第8話 Invisible trigger !!


 結局はこれといった打開案を考えるカロリーすら残っていない脳味噌にカフェインで無理矢理に鞭を打った結果、二人は朝を迎えてすぐ、力尽きて爆睡してしまった。


 「長い夜」という洒落ではなく、丸一日寝過ごしたのである。


 一つ幸運だったのは、彼らが寝過ごしたところで状況は大した変化を見せなかったということだ。


 青年カラベルの記憶に新しい「ミスティルテイン」や「プシュケ」。あれらの異形は一日二日で村や町といったコミュニティを占拠するという凶暴な侵略性が目に見えていた――が。そのような異常性は、この住宅街からは感じられない。


 静かなのである。

 文字通り閑静な。
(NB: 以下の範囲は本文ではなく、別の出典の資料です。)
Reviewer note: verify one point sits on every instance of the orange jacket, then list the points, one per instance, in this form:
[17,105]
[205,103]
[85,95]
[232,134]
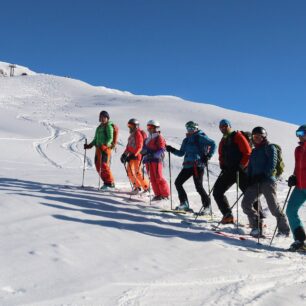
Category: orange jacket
[135,143]
[234,151]
[300,166]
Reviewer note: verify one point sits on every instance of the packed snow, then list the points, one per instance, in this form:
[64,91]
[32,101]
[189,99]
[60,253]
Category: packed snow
[66,245]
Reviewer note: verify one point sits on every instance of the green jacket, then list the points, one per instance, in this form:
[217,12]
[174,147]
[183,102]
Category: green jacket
[104,135]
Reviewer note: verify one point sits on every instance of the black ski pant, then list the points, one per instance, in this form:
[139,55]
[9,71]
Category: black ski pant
[197,173]
[225,181]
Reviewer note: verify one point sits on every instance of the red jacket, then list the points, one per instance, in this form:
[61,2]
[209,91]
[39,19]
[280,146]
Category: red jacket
[135,143]
[300,165]
[234,155]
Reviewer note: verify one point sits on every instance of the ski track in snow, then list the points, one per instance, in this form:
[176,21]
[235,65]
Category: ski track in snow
[77,137]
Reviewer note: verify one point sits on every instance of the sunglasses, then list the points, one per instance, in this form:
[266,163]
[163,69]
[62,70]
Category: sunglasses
[300,133]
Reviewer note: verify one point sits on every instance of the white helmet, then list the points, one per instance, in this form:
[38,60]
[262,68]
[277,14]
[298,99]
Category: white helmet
[154,123]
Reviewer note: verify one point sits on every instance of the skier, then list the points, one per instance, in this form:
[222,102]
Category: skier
[262,180]
[133,157]
[197,149]
[298,196]
[153,151]
[103,141]
[234,153]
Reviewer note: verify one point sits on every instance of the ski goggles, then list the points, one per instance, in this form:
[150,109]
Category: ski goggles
[300,133]
[190,129]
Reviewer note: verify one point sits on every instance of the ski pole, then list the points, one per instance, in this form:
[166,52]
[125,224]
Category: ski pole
[127,174]
[170,180]
[84,164]
[149,174]
[217,226]
[237,191]
[258,217]
[209,194]
[282,212]
[100,169]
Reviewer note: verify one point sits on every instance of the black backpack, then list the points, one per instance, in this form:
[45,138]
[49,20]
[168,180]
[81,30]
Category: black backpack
[247,135]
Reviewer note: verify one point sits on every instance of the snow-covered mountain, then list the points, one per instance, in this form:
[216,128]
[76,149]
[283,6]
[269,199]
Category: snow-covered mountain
[62,245]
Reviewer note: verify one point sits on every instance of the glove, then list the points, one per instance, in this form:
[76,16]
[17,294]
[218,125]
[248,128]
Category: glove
[204,159]
[87,146]
[258,178]
[104,148]
[131,156]
[222,167]
[292,181]
[170,149]
[242,168]
[123,158]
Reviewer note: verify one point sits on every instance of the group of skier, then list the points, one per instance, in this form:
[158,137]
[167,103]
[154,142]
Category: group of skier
[250,161]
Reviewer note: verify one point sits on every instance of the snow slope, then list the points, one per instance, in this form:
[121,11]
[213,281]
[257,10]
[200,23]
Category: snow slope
[63,245]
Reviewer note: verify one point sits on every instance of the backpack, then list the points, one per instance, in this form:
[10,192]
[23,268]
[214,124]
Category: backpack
[144,136]
[115,135]
[280,165]
[247,135]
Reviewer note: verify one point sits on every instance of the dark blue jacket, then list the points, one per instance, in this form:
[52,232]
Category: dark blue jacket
[194,147]
[263,161]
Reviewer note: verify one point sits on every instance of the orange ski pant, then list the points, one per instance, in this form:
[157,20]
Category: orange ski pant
[102,163]
[135,175]
[159,184]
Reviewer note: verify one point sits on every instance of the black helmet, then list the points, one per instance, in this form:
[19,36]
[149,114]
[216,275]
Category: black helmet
[191,125]
[260,130]
[302,128]
[134,121]
[104,114]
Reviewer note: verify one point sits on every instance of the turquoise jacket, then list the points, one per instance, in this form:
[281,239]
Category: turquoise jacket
[194,147]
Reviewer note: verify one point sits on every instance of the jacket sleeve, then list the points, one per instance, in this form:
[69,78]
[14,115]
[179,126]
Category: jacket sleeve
[94,141]
[220,151]
[244,148]
[210,146]
[138,143]
[296,160]
[271,152]
[181,152]
[109,134]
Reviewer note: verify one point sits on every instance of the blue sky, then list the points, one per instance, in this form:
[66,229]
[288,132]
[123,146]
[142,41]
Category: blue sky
[246,55]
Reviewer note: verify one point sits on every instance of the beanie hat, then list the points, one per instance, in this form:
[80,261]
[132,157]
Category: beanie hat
[302,128]
[225,122]
[104,114]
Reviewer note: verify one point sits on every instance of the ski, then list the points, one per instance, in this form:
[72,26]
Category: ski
[239,236]
[175,211]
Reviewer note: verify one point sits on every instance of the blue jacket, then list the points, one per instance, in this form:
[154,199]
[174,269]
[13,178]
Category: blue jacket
[263,161]
[194,147]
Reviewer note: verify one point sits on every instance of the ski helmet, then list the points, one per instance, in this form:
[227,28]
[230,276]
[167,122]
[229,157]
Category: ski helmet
[301,131]
[191,125]
[104,114]
[259,130]
[154,123]
[225,122]
[134,121]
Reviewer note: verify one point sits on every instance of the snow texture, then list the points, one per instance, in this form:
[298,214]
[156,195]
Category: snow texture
[65,245]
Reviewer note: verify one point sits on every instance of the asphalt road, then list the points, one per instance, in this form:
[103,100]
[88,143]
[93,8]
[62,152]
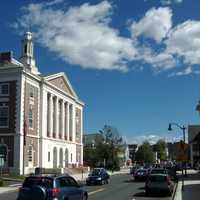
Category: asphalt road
[121,187]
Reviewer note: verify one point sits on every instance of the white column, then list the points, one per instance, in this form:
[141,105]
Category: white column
[73,123]
[81,125]
[51,115]
[56,118]
[63,119]
[68,119]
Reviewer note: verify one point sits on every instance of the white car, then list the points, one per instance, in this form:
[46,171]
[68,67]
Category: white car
[159,183]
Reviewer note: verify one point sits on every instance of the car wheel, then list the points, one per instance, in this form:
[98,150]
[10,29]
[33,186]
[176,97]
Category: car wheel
[85,197]
[102,182]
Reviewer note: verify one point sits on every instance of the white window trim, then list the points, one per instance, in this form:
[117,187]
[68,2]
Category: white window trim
[30,163]
[1,84]
[31,128]
[8,117]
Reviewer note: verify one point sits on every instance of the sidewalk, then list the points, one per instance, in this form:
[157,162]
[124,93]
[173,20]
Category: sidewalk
[78,177]
[191,187]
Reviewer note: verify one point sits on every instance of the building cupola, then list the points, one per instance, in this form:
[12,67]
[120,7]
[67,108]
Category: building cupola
[27,57]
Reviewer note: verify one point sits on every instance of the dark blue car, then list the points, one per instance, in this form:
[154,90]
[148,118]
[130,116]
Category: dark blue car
[51,187]
[98,176]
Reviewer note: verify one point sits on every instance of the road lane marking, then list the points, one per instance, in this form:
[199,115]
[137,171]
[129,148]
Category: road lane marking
[94,192]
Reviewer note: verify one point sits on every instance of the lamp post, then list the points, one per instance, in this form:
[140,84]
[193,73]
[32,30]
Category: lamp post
[183,128]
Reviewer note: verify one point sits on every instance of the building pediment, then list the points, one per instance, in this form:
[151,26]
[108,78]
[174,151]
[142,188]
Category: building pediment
[61,82]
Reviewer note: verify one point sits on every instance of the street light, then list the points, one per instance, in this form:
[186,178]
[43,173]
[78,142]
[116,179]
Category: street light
[183,128]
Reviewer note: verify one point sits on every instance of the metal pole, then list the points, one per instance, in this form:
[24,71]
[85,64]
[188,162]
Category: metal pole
[182,178]
[24,122]
[185,167]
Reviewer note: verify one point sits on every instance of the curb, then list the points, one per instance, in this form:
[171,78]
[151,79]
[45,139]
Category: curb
[174,192]
[12,179]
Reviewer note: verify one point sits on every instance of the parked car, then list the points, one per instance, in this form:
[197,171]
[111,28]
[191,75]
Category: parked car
[141,175]
[51,187]
[159,171]
[159,183]
[133,170]
[98,176]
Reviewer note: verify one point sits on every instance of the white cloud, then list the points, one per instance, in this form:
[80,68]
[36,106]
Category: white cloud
[184,41]
[155,24]
[187,71]
[153,138]
[80,35]
[169,2]
[159,61]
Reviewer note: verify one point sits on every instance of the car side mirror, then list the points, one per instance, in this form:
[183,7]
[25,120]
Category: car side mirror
[80,184]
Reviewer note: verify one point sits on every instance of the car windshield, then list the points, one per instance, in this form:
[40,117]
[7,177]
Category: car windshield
[95,172]
[41,181]
[141,171]
[157,178]
[158,171]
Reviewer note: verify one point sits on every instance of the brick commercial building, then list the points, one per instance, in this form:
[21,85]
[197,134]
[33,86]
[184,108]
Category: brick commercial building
[40,116]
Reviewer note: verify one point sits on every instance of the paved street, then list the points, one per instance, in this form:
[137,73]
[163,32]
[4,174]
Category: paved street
[119,188]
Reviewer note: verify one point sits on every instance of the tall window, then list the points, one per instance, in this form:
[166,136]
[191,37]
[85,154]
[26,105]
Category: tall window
[4,115]
[30,118]
[25,48]
[70,122]
[49,156]
[30,153]
[31,93]
[4,89]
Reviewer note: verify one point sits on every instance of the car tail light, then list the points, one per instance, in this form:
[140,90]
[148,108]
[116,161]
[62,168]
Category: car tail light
[168,180]
[55,192]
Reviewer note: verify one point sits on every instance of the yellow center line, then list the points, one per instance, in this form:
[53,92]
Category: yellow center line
[99,190]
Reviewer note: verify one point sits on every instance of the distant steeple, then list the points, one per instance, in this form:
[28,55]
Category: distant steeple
[27,57]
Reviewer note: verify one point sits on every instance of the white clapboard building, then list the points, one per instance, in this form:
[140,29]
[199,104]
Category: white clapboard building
[41,117]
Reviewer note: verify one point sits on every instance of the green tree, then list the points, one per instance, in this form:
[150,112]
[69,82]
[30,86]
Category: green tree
[113,145]
[145,153]
[160,148]
[105,152]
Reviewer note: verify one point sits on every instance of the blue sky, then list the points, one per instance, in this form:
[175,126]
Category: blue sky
[135,63]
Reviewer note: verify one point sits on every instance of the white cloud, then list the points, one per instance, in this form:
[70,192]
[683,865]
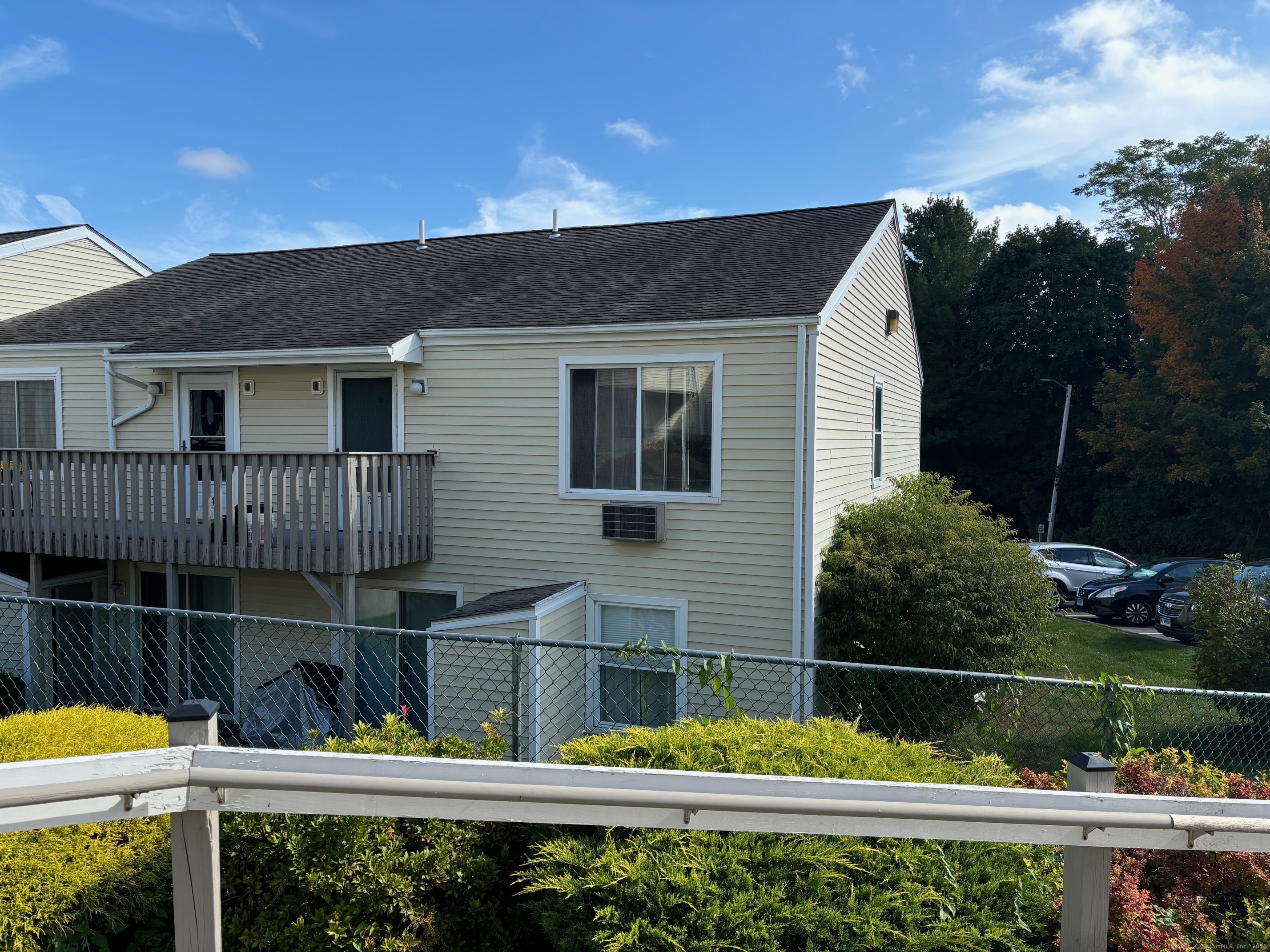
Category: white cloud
[61,210]
[37,59]
[13,202]
[214,163]
[214,224]
[554,182]
[244,31]
[635,131]
[1117,72]
[849,75]
[689,211]
[1010,216]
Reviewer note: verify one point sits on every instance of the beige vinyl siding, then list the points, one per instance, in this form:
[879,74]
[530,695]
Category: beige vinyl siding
[284,416]
[57,273]
[852,349]
[492,413]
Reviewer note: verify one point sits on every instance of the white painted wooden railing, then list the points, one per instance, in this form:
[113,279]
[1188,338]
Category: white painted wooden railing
[196,782]
[338,513]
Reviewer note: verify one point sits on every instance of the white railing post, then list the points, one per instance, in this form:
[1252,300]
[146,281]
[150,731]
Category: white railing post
[1088,870]
[196,843]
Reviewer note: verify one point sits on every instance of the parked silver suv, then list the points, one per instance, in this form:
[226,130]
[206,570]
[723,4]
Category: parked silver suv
[1071,565]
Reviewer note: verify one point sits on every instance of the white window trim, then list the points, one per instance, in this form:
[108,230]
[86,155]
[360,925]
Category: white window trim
[55,375]
[336,377]
[681,641]
[232,405]
[605,361]
[873,433]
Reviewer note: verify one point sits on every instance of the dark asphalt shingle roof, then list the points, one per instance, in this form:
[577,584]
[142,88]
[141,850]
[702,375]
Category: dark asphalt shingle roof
[508,601]
[774,264]
[8,238]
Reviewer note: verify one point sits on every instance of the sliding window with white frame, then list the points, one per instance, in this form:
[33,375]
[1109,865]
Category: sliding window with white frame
[640,428]
[31,408]
[634,687]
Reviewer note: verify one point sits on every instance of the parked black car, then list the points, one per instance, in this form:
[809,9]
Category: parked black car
[1174,613]
[1132,597]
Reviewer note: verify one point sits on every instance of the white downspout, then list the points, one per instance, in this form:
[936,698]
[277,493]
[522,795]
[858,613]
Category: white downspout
[153,390]
[799,432]
[809,506]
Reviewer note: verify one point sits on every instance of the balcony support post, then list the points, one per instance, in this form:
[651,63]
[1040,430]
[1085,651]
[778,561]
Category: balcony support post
[173,601]
[1088,870]
[196,843]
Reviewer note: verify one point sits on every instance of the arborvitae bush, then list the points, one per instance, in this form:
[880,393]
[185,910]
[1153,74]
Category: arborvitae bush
[696,890]
[1235,653]
[73,888]
[928,578]
[299,884]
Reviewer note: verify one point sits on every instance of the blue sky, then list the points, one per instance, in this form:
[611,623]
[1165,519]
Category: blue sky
[181,128]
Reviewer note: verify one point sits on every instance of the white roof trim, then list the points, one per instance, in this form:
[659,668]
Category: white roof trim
[74,234]
[856,266]
[14,583]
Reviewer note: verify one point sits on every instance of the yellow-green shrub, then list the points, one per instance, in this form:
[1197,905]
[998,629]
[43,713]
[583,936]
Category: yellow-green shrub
[61,884]
[696,890]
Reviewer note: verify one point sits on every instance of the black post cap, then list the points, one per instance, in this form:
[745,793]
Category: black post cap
[1091,762]
[201,710]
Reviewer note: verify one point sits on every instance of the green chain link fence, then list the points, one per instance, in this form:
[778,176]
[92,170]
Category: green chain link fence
[278,680]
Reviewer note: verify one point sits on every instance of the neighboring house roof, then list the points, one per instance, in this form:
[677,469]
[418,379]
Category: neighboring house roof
[9,236]
[16,243]
[775,264]
[508,601]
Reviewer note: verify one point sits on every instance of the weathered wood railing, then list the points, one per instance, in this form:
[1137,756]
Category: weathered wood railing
[300,512]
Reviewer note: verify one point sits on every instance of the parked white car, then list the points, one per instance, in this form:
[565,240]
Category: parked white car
[1072,565]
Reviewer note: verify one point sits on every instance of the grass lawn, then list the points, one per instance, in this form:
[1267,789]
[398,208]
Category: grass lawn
[1086,650]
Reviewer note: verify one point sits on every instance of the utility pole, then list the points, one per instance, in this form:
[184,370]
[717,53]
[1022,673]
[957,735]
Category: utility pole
[1058,469]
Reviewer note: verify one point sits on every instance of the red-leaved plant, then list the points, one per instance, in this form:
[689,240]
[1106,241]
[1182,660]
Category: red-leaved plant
[1173,900]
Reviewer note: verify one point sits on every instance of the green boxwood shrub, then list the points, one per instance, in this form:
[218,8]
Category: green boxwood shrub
[926,578]
[92,885]
[294,883]
[691,892]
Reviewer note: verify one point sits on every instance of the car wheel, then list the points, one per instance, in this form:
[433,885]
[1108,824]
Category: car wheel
[1057,597]
[1138,613]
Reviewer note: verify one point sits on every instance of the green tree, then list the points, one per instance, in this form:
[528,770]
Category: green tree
[1186,427]
[945,251]
[926,578]
[993,320]
[1235,654]
[1146,187]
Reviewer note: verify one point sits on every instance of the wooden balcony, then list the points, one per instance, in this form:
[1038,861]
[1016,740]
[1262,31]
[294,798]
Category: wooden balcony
[310,512]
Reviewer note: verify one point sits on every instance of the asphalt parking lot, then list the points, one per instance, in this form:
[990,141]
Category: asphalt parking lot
[1145,632]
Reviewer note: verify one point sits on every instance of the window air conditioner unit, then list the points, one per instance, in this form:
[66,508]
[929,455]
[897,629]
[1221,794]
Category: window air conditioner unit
[635,524]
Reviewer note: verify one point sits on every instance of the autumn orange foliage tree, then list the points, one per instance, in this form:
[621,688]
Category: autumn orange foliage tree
[1188,426]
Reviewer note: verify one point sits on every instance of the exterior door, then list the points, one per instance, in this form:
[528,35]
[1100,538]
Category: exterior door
[366,414]
[209,413]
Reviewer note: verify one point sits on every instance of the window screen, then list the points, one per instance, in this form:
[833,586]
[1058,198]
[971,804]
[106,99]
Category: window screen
[28,414]
[642,428]
[640,690]
[877,431]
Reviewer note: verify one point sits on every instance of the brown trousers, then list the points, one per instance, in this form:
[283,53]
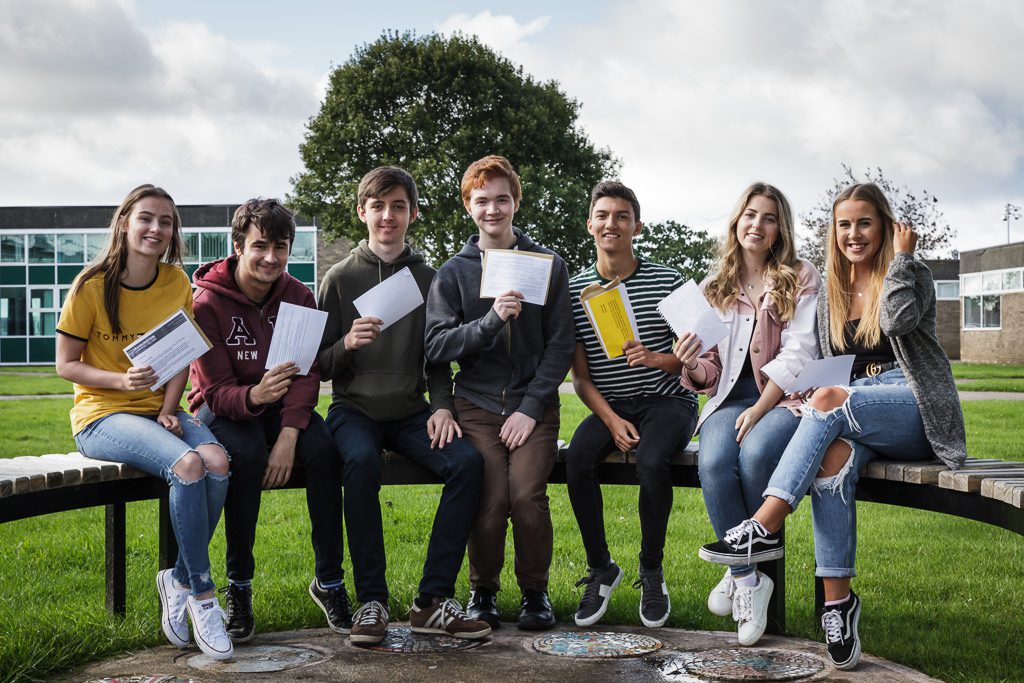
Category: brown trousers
[515,484]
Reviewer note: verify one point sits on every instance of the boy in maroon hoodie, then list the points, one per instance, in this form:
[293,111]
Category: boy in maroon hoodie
[264,418]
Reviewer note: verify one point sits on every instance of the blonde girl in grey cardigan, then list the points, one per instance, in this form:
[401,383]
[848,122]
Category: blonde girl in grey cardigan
[879,305]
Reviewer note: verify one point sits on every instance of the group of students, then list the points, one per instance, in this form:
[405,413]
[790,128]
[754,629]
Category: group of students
[491,432]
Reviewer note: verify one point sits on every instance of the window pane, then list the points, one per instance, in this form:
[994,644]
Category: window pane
[990,311]
[43,325]
[12,249]
[972,284]
[972,312]
[192,247]
[302,250]
[991,282]
[12,311]
[41,298]
[93,245]
[72,249]
[214,246]
[41,248]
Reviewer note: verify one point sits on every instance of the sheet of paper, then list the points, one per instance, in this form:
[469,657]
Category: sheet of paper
[297,334]
[506,269]
[823,372]
[392,299]
[169,347]
[686,309]
[610,313]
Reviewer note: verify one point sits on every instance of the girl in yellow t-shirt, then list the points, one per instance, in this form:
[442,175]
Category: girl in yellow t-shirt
[134,284]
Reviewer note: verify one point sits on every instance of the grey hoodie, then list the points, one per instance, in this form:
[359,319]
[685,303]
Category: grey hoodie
[504,367]
[908,321]
[385,379]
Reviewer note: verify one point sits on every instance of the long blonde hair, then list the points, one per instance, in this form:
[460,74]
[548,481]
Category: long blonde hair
[781,266]
[113,260]
[840,268]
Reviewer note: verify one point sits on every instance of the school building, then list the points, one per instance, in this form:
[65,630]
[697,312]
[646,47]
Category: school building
[43,248]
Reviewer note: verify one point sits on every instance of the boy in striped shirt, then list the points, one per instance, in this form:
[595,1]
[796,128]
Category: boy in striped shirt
[637,403]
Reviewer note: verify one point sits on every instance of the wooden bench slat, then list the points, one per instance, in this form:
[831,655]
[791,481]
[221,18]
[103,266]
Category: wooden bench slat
[970,482]
[993,487]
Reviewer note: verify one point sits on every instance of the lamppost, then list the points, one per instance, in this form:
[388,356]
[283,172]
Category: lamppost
[1010,211]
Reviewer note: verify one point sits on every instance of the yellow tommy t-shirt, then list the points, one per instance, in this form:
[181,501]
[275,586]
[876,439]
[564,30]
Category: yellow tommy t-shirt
[84,317]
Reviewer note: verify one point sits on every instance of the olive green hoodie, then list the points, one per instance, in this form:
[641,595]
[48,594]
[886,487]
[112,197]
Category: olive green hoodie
[385,380]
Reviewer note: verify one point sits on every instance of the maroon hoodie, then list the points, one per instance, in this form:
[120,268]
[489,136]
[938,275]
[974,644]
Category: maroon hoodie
[240,332]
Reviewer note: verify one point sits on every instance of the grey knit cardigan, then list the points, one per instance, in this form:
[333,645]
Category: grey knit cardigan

いや、静寂を破る気配が感じられない。

 初日に遭遇した地震のような揺れが嘘だったかのように思えるほどだ。


「ふぅ、必要な作業が夕方で済んで助かったぜ――コルヴォ! こっちは組み立て終わったぜ!」

「何故……何故私までケーブルを剥いて繋げてはビニルテープを巻き付けるを繰り返しているのだろうか……?」

「お互いに寝過ごしたあげく、起きたのが昼過ぎだったからだろーが」

「寝過ごしたのは事実だがな……」


 まさか自分が二十四時間以上も眠っていたとはつゆほども思っていないコルヴォはそう言って、腕に抱えていた照明器具を芝生に下ろして点灯するかどうかを確認する。


 時計の日付を見て一日寝過ごした事を知っているカラベルは、言わぬが花だとその事を知らせずにいる。

 二人共長い間列車に揺られていた所為で思う様な休息が取れていなかったのだ。これは寝た者勝ちである。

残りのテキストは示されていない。